Little sun-driven engines discover fissures,
skitter off on erratic missions into stone,
seeking tunnels, caverns, water-courses …

It all began round here, you think: Big Bang,
the One True... and then that other thing...

You watch as what slipped skin through rock ghosts back.
Now tiny restless dynamos materialize;
you see saurians play tricks with their stored-up thunder.

Basilisks. Blood cool from rivers underground,
stripped to nerve, low bump, mere lobe,
they outstare, throb with something ancient, limbic.
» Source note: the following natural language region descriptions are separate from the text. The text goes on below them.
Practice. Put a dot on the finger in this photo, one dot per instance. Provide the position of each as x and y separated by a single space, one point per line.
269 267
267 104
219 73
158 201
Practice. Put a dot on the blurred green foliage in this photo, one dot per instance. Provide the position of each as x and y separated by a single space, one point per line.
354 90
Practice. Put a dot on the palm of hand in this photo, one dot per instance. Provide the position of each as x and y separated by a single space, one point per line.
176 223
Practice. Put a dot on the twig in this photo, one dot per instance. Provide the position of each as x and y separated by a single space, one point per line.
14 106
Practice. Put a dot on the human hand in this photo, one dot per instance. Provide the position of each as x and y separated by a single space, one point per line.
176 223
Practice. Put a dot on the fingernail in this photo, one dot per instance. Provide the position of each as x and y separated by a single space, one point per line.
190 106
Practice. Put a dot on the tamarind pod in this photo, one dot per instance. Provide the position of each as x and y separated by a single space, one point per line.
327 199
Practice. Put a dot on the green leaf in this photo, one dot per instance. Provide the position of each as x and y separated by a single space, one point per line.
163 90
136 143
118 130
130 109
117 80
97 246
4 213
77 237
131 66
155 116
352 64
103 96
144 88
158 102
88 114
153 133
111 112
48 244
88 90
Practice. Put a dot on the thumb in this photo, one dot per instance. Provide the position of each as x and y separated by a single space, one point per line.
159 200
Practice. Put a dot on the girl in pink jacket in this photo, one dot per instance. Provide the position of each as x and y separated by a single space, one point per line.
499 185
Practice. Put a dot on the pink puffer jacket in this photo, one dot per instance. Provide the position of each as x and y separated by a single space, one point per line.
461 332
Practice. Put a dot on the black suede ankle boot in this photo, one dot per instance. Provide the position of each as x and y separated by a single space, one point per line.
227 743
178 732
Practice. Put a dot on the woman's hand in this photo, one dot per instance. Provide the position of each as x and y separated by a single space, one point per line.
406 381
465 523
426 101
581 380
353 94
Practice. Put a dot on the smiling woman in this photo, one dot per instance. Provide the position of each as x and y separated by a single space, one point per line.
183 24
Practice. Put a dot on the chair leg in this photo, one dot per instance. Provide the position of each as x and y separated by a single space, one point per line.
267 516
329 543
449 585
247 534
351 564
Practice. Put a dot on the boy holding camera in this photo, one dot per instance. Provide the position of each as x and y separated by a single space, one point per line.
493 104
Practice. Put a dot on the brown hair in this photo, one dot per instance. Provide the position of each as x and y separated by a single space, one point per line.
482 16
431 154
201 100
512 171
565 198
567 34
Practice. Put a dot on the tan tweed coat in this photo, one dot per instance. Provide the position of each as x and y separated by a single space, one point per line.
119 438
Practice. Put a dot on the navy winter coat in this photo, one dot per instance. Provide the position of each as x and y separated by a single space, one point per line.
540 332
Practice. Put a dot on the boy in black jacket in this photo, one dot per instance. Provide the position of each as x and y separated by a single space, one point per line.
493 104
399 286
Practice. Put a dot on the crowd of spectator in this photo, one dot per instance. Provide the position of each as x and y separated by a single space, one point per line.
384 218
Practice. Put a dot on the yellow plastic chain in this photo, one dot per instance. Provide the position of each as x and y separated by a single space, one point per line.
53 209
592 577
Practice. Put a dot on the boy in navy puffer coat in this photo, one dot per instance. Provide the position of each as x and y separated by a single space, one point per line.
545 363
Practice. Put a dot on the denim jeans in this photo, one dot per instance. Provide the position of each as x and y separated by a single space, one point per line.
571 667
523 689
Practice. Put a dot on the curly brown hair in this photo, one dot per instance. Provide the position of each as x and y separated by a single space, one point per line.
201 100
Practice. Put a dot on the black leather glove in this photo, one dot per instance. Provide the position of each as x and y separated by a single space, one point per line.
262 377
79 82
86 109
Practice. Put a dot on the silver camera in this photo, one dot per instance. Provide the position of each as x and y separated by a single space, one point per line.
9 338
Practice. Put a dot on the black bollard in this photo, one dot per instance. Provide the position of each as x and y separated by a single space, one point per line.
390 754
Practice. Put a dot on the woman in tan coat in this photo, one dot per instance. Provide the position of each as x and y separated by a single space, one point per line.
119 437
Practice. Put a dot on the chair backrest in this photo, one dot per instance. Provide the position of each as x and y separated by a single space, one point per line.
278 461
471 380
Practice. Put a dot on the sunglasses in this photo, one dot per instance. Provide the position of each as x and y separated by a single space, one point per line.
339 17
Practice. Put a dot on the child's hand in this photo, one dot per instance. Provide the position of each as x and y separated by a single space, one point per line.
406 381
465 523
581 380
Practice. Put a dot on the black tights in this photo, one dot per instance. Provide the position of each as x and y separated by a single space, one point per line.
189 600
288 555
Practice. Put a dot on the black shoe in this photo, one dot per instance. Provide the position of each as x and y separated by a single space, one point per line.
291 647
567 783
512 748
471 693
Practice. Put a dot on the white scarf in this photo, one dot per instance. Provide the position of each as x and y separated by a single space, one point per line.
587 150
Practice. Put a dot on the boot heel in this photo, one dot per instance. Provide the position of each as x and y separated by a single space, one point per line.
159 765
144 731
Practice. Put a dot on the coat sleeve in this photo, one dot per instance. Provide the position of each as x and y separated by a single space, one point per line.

Your mind's on rifts, cracked stone, hind-brains;
things contrary, strange; cloven or twinned;

things winged yet featherless; mythic, primeval;
that crossroads where what slid, crawled, or crept
met the newly and clumsily bipedal.

Back at the car, you're already headed north.
A dragonfly shimmers on the aerial's stamen.
She turns the key; unwinds the road to Nazareth.

Travail

After the Instructions to the Pochtecas,
from the Mayan scripture
Chilam Balam.

You are to wander,
entering and departing strange villages.
Perhaps you will achieve nothing.
It may be that your merchandise
finds no favour in any place.
Do not turn back, keep a firm step.
Something you will achieve: something
be assigned you in the fullness of the World.

And you.
(Always leaving, arriving, leaving.)
Don't get too comfortable.
Let's face it, the border's good as home.
Can't promise a life, just journeyman's wages.
Chin up, they say the next town
needs muscle, has friendly bars, soft beds
- the prettiest women this side of Hell.

Nothing here for the likes of you. Take off.
Don't let your shadow darken the door
of that girl with the eyes, the flashing smile.
Your wages are waiting with the agent
and the rest of the crew,
the ones getting nervous in the truck
idling where the road's already exhausted,
a stone's throw beyond the city limits.

Voices Off

Leuven

The chit-chat of occluded voices
is a corollary of irony
,”
she informs us from the lectern.
There's a certain chilly sensuality
about her dark-framed glasses,
the shift of her body against the restraint
of white blouse, tight black skirt.
French academics come and go,
talking of Lacan and Henry James.

The buzz-word here is acousmatics.
Correct me if I'm wrong, but isn't that
academic for voices off?
In the Beguinage: French cuisine, Flemish voices.
The Catholic University is all medieval brick,
and somewhere boarded-up in the mortar
the ghosts of Erasmus, Lipsius,
phlegmatic renaissance neo-stoics.

Afternoons we skive off, ignore
the arrows aimed at Varieties of Voice:
Third International Conference for Belgian Anglistics;
seek out beer and chocolates,
the ideal forms of blondes and brunes.

Let us pass over in respectful silence
what was brewed by Trappists,
merely drain the foaming trophy
won from this of all days;
give thanks to the chocolatier
who sweetened your Christmas dilemma,
left it wrapped in gold.

Examine now the ledger of life so far:
bivalves, pepper and lemon,
the shavings of salty ice.

Back in the Dutch barn of the Faculty,
dusk falls, papers overrun. Acousmatics:
the acknowledged expert from Paris or Texas
loads up her Powerpoint,
stares out at the ghostly plenary,
begins her disquisition on voices off.